Les autres actions à haut impact sur les émissions individuelles, à savoir vivre sans voiture, éviter un vol transatlantique et adopter un régime alimentaire végane, permettent d’économiser respectivement 2,4 tCO2, 1,6 tCO2 et 0,8 tCO2 par année bien loin d’un enfant en moins.

D’après une étude effectuée aux États-Unis, chaque enfant ajoute en moyenne 9441 tonnes de CO2 à l’héritage carbone d’un(e) Américain(e), ce qui représente environ six fois les émissions totales qu’il ou elle cumulera au cours de sa vie.

Tandis que les émissions de CO2 par tête annuelles d’un Américain, d’un Français et d’un Suisse sont respectivement de 16,5, de 4,6 et de 4,5 tonnes, celles d’un Indien, d’un Kiribatien et d’un Bengali sont respectivement de 1,7, de 0,6 et de 0,5 tonnes.

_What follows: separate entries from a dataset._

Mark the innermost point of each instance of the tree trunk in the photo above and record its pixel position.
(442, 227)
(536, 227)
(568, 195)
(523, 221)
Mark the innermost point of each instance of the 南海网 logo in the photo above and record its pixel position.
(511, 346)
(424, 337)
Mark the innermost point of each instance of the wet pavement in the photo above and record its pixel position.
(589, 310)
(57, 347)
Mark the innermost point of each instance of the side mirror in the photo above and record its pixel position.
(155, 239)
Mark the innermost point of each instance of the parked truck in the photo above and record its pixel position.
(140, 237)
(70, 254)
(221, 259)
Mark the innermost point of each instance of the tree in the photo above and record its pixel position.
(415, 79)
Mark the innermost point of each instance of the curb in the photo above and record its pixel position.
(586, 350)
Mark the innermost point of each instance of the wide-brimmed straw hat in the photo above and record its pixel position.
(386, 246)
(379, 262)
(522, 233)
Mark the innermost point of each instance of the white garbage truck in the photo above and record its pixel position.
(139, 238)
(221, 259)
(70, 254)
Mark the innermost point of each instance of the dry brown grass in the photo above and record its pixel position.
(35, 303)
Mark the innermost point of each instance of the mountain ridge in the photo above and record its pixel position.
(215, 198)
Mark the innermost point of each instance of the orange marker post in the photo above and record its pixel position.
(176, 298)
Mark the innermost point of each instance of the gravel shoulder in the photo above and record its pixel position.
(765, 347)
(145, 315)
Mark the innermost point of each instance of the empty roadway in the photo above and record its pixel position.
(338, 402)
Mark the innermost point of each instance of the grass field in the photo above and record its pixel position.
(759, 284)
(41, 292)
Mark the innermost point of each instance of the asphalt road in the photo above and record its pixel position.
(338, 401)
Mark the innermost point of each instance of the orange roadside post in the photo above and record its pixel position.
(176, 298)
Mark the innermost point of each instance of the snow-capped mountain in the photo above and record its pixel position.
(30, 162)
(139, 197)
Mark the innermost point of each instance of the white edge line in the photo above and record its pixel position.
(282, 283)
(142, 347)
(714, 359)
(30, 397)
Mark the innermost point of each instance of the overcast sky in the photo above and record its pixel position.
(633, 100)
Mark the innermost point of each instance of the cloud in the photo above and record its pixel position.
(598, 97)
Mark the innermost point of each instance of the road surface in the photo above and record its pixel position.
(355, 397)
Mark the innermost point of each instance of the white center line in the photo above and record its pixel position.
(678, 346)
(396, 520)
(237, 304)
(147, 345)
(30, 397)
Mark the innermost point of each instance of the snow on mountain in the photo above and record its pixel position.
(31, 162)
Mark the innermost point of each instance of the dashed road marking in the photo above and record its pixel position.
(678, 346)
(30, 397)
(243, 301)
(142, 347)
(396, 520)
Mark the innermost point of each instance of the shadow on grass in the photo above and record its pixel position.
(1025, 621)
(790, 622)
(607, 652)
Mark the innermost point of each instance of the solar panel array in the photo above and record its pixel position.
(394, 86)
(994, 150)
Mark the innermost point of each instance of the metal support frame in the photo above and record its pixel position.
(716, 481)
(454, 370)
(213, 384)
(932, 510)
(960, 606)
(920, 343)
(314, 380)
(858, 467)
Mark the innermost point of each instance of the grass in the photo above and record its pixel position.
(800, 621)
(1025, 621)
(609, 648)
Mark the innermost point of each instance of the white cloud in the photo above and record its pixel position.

Oxfam explique dans un rapport récent qu’au niveau mondial, les 10% les plus riches sont responsables d’environ 50% des émissions de Gaz a effet de serre, tandis que les 50% les plus pauvres ne sont responsables que de 10% de ces émissions.

Bien qu’une part grandissante des 10% les plus riches habitent désormais dans des pays émergents comme la Chine, l’écrasante majorité vit encore dans les pays de l’OCDE, avec environ un tiers aux États-Unis.

Par exemple, les émissions par tête des 10% les plus riches en Chine demeurent considérablement plus faibles que celles des 10% les plus riches dans les pays de l’OCDE, notamment parce qu’une large partie des émissions chinoises provient de la production de biens consommés dans les pays riches.

Les choix procréatifs des habitants des pays développés ont ainsi une empreinte carbone nettement plus importante que les choix procréatifs des habitants des pays en développement car les habitants des pays riches émettent beaucoup plus.

Étant donné l’impact considérable des choix procréatifs des individus dans les pays riches, il est légitime que le cadre institutionnel incite les futurs parents à repenser leurs choix, conformément aux objectifs politiques de réduction des émissions de GES.

Il existe dans notre contexte actuel d’urgence climatique des raisons plus convaincantes d’encourager les individus à avoir peu d’enfants. Moins d’impôt par exemple pour ceux qui ne font moins d’enfant ou pas d’enfant du tout et plus d’impôt pour ceux qui en font plus. La survie de nos sociétés est probablement là.

Plus les personnes sont riches et moins elles doivent avoir d’enfant car elles sont plus génératrices de GES.